A new study has for the first time quantified the dangerous scarcity of health care workers around the globe, ensuring future failures of most developing country health initiatives without the effective addition of 4 million health workers to stave off catastrophic health, economic and political consequences.
The report's executive summary will be published in the Lancet's 27 November edition, along with an accompanying editorial.
The unprecedented report, Human Resources for Health: Overcoming the Crisis, was sponsored by the Rockefeller Foundation, in partnership with the World Bank and the World Health Organization, with donors including the Bill & Melinda Gates Foundation, Swedish Sida and Atlantic Philanthropies. The study was conducted under the auspices of the Joint Learning Initiative (JLI). More than 100 global health leaders worldwide, coordinated through Harvard University, spent two years documenting health worker patterns and developing viable solutions.
"At stake is nothing less than the course of global health and development in the 21st century," warns Lincoln C. Chen, MD, JLI co-chair and director of the Global Equity Initiative at Harvard University.
The equivalent of one million new health workers-triple the current number-are needed immediately in sub-Saharan Africa to boost collapsing health systems. Climbing rates of HIV, TB, malaria and other pathogens are highest in this region, while the density of health workers is the lowest.
Exacerbating the lean numbers are what the report terms "fatal flows," the so-called brain drain of medical professionals from poor countries to wealthy ones, and from rural to urban regions. For example, there are more Malawian doctors in Manchester, UK, than in Malawi. And a scant 50 of the 600 doctors trained in Zambia remain in that country. In wealthy nations, foreign-trained doctors often constitute a third of working doctors. Meanwhile, even in developing countries with reasonable health worker populations, rural and urban slum communities are often left without the health care they need.
Health workers are lured by the exponentially greater salaries and safer working conditions in richer countries or urban areas. "I have always wanted to go abroad. I am looking forward to a new life out there," said Melanie D'sa, a nurse from Bangalore, India. "We will be paid US$30 an hour in the US. Here the average salary for nurses is about 6,000 rupees (US$120) a month."

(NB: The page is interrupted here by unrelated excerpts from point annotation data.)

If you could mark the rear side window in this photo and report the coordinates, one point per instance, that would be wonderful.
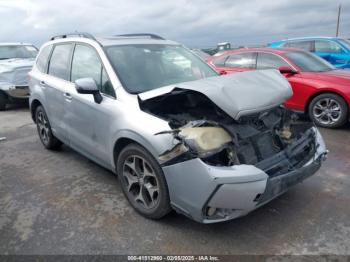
(303, 45)
(86, 63)
(220, 61)
(42, 61)
(59, 62)
(327, 47)
(244, 60)
(268, 61)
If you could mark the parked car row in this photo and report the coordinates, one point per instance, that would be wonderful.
(16, 60)
(319, 89)
(333, 49)
(177, 134)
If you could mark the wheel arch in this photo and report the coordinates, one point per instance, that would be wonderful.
(321, 92)
(129, 138)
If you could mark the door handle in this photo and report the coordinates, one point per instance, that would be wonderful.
(67, 96)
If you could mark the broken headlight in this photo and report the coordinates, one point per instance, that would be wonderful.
(199, 142)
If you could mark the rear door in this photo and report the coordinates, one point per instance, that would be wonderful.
(57, 86)
(269, 61)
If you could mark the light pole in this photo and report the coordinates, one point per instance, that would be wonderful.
(339, 10)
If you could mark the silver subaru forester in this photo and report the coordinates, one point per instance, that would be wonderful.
(178, 135)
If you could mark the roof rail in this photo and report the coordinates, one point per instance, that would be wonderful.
(154, 36)
(79, 34)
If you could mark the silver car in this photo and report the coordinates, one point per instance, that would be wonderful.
(177, 135)
(16, 60)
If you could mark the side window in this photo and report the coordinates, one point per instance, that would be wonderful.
(327, 47)
(59, 62)
(268, 61)
(245, 60)
(86, 63)
(304, 45)
(220, 61)
(42, 60)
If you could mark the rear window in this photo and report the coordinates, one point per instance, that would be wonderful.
(42, 60)
(59, 62)
(243, 60)
(303, 45)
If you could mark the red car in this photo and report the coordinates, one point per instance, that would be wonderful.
(320, 90)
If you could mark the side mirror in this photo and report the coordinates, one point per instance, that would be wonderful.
(88, 86)
(287, 70)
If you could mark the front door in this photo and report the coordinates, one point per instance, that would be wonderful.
(89, 122)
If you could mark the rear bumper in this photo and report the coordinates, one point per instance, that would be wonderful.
(210, 194)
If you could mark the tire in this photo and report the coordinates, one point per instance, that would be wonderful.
(3, 101)
(328, 110)
(44, 130)
(143, 182)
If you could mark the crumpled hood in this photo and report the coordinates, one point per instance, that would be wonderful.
(15, 71)
(237, 94)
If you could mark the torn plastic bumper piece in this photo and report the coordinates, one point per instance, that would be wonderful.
(210, 194)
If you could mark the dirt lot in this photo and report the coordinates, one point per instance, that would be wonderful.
(62, 203)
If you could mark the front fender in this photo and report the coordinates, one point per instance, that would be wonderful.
(155, 145)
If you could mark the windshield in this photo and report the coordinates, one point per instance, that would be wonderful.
(308, 62)
(17, 51)
(145, 67)
(345, 43)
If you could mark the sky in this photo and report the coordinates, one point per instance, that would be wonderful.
(194, 23)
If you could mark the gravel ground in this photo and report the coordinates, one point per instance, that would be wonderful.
(62, 203)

The JLI's recommendation to scale up the global health work force by at least 4 million refers to community health workers as well as doctors, nurses and midwives. These auxiliary workers are vital, making up 75 percent of the global health sector. They substitute for university trained professionals, and along with family members, make up the bulk of frontline health workers in poor countries.
In Uganda, there is currently 1 nurse or midwife per 11,365 people, while Liberia and Haiti have 1 per 10,000 people. The whole continent of Africa graduates a mere 5,000 doctors a year. JLI suggests a standard of at least 2.5 health providers for every 1,000 population.
Long-term strategies to boost and balance the health work force include a call for countries to draft national plans where health human resources are prioritized. Additionally, donor countries and organizations should coordinate efforts to earmark US$400 million annually to help countries develop strategies and capacities for education, retention and recruitment of their health work force. This represents 10% of the estimated US$4 billion in aid that is devoted to human resources in health. Even rich countries need to become self-sufficient in their health workforce, ending unethical recruitment from low-income nations.
JLI also recommends the creation of an Action Alliance, a short-term international body launched to bring together health care and human resource experts, to advocate for the importance of sustained attention to workforce issues and to hold responsible actors' feet to the fire.
"While resources like money and drugs become increasingly available, these inputs will be wasted without a motivated, skilled, and supported workforce," said Chen. "The lack of health workers poses perhaps the greatest threat to the achievement of the Millennium Development Goals for health by 2015."